Are Zoom meetings required? What if I miss one?

Associate dean Cindy Moore explained that Zoom meetings will vary based on the professor. However, meetings will not be longer than their allotted time. Should a student have any issues attending a Zoom meeting, be it technological or otherwise, it is best to discuss with the course professor.

Dean of undergraduate and graduate studies, Elissa Derrickson, later acknowledged students in different time zones. She said: 

“We will contact your professors. For us to be able to contact your professors, please let us know,” at [email protected].  

Will roommate assignments remain the same for spring?

“Yes. Start contacting each other; build that virtual relationship,” Spearman said. 

Am I able to get a refund for room and board instead of a credit? Is there a deadline to withdraw and receive a full refund?

“The office of student administrative services is working this week to analyze accounts and send refunds home for families that did pay room and board expenses prior to the announcement of the fall semester going remote. We will also work at the beginning of the semester, as we always do, for any students that have received financial aid and have received financial aid above and beyond their billable charges for their cost of attendance which can be used for personal items related to school,” executive director Mike Mansfield said. 

Mansfield explained that by contacting the office of undergraduate studies and withdrawing prior to the first day of school, all tuition fees will be refunded. Once the semester begins, there is a prorated refund schedule that goes five weeks into the beginning of the semester. 

Is deferral a possibility, and what is the deadline?

Vice president for enrollment management, Eric Nichols, explained that deferral is possible and the deadline to request a deferral is Aug. 24. Detailed information about the process can be found on the Undergraduate Admission site under the admission policy page

Can a student still have a work-study or direct hire job?

Nichols explained it is possible, but only jobs that can be completed remotely can receive payment. Available opportunities will be listed on the student employment page

Will there be an opportunity to adjust the requested loan amount?

According to Nichols, a request for adjustment can be made, whether it be an increase or decrease. Requests can be made through loan specialist Renata Bass, who can be reached at [email protected].  

If students decide to take a gap year, will their scholarships still be in place come the following year?

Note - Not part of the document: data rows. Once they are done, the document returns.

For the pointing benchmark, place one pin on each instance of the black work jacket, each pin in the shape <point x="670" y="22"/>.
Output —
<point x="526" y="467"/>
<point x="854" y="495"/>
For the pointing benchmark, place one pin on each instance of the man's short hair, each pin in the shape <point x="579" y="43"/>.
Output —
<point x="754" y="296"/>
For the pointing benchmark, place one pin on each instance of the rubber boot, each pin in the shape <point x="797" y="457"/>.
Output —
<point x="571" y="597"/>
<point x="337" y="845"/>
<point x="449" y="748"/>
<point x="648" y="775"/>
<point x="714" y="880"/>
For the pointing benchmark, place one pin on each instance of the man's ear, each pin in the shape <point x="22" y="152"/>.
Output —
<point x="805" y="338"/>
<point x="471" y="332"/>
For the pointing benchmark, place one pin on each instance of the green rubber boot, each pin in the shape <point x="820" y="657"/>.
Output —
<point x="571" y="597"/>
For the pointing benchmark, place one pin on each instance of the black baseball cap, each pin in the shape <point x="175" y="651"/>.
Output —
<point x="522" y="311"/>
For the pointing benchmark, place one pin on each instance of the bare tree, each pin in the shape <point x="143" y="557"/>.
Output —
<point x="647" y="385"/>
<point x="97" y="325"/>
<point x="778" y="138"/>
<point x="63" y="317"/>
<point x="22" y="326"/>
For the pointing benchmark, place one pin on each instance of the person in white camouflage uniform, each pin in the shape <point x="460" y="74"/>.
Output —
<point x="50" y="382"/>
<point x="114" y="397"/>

“If students are deferring, part of the deferral agreement is that their merit award will carry forward to the subsequent term that they move their enrollment to. If a student is applying for need-based aid, students need to reapply for that the next year because their financial circumstances may have changed,” Nichols said.

Will Mass continue online or resume in person?

Vice president Rob Kelly explained that Mass will continue to be live-streamed via Zoom and students will have the opportunity to be involved. Those interested should contact Campus Ministry at [email protected]

Closing remarks

At the close of the Town Hall, Linnane said:

“We look forward to seeing you at some point in the future, and I look forward to engaging you through the online format as the school year begins, and as it continues. I remain convinced that our decision, as difficult as it is and as painful as it is, not to resume classes in person was the right one, and is the right one for each of one of you. But nevertheless, we will continue to advance the progress toward your degree, which is ultimately the prize that matters,” Linnane said. 

For more on remote learning at Loyola, keep up-to-date with The Greyhound.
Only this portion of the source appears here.